Sebab, ia tak ingin BPR Bahteramas mengalami kemunduruan hanya karena persoalan tata kelola perusahaan yang salah serta SDM yang tidak mempuni.
Kemudian, Kepala Otoritas Jasa Keuangan (OJK) Sultra Bismi Maulana Nugraha mengatakan, pelatiah sertifikasi ini merupakan cikal bakal untuk memperkuat tata kelola perusahaan BPR Bahteramas ke depan.
Menurutnya, masalah dan tatangan perbankan ke depan akan semakin kompleks sehingga dibutuhkan insan BPR yang mempuni dan siap mengahadapi segala bentuk perubahan itu.
“Saya berharap 5 hingga 10 tahun ke depan BPR Bahteramas bisa semakin kuat dan bisa bersaing dengan bank umum di Sultra tentu selaras dengan koridor dan aturan yang ada,” kata Bismi Maulana.
Sementara itu, Ketua Perbarindo Sultra Ahmat menjelaskan, penguatan tata kelola dan peningkatan SDM melalui pelatihan sertifikasi ini merupakan salah satu upaya untuk meningkatan GCG di BPR Bahteramas.

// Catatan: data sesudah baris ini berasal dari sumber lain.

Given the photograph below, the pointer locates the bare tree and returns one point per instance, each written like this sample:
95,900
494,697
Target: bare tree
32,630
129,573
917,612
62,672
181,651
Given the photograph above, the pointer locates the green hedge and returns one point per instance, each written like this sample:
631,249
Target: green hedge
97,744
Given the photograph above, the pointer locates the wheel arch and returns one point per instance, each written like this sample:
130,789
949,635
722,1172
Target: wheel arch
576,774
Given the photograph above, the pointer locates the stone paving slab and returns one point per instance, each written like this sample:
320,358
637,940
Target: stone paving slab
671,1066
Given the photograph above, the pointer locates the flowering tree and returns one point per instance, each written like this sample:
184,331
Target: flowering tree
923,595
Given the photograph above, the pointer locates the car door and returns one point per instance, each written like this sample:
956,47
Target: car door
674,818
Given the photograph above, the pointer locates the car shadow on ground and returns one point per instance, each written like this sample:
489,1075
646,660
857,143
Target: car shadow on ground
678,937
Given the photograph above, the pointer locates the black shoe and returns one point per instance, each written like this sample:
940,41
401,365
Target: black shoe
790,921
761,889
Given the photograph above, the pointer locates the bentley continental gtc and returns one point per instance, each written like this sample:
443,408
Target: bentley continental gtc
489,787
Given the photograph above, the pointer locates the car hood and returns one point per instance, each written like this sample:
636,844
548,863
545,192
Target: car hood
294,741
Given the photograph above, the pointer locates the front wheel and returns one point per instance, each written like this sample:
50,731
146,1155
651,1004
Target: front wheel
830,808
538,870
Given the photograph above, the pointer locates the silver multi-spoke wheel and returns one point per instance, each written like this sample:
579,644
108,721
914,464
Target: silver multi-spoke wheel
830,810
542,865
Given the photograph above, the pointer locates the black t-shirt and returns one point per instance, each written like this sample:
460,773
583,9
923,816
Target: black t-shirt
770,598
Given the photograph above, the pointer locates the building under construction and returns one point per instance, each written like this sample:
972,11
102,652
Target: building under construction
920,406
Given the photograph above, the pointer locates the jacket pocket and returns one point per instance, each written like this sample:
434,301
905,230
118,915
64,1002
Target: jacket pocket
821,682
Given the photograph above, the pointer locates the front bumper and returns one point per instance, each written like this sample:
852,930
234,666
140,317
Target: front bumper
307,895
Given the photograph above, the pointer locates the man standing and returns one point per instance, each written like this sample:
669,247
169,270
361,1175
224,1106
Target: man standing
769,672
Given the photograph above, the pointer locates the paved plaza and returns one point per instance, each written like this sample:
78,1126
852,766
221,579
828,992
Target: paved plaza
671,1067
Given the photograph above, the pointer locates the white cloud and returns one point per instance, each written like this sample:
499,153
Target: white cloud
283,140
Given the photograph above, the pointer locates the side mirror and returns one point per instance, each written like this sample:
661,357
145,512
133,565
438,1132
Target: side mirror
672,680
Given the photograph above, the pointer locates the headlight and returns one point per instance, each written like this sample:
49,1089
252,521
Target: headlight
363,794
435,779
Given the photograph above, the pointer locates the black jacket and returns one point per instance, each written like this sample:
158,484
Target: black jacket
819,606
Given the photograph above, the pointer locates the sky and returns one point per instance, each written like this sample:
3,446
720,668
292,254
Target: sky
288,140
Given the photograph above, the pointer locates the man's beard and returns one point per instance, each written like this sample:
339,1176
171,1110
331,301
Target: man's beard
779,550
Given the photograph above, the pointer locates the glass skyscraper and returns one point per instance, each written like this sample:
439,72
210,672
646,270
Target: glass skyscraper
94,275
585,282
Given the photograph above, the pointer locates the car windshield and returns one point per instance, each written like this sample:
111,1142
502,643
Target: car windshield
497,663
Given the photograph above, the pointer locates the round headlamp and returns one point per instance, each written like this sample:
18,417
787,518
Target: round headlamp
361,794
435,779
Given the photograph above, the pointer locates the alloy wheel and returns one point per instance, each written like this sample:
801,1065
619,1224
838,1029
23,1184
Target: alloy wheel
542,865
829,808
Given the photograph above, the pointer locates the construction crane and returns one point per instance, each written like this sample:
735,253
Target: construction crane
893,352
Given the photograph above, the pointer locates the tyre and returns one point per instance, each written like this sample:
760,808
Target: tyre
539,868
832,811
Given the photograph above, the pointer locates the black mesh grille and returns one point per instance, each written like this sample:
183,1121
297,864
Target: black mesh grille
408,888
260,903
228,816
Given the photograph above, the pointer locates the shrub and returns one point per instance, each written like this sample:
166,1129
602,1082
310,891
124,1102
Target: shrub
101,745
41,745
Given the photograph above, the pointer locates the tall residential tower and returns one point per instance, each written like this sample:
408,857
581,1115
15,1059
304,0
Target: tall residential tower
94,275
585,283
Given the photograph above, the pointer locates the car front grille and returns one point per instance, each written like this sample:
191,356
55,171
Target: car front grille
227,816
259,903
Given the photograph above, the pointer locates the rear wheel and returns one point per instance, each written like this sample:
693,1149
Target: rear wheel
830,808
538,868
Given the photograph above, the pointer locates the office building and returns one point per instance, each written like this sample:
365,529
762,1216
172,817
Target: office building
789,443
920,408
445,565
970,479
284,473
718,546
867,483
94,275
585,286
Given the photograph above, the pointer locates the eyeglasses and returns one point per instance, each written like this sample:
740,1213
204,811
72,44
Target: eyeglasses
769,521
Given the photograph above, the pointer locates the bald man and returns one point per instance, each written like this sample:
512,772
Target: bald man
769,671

Kata dia, semangat menghadapi konsolidasi BPR Bahteramas menjadi satu entitas lembaga jasa keuangan harus dibarengi dengan penguatan kelembagaan dan SDM-nya.
Secara umum, Direktur Utama (Dirut) PT BPR Bahteramas Konawe itu menyebutkan, tujuan dari pelatihan ini yakni untuk meningkatkan kompetensi, kredibilitas, dan produktivitas profesional dengan memvalidasi keahlian sesuai standar industri.
Sertifikasi memberikan bukti tertulis atas kemampuan, menjadikannya alat penting untuk pengembangan diri dan pengakuan formal dalam dunia kerja.
Untuk diketahui, kegiatan pembukaan pelatihan sertifikasi berbasis kompetensi kualifikasi direktur tingkat I dan komisaris angkatan I dihadiri pula Master Asesor Badan Nasional Sertifikasi Profesi (BNSP), Master Trainer, penulis standar kompetensi, dan praktisi perbankan, termasuk menjabat sebagai Komisaris BPR (Bank Perkreditan Rakyat).
Zinsari.
Selanjutnya Dirut PT BPR Bahteramas Kendari Suryaningsih, BPR Bahteramas Konawe Selatan (Konsel) Shabarul Mukjizat, BPR Bahtermas Kolaka Sahriana, BPR Bahteramas Bombana Yusrianti Mansur, BPR Bahteramas Konawe Utara Abdul Razak.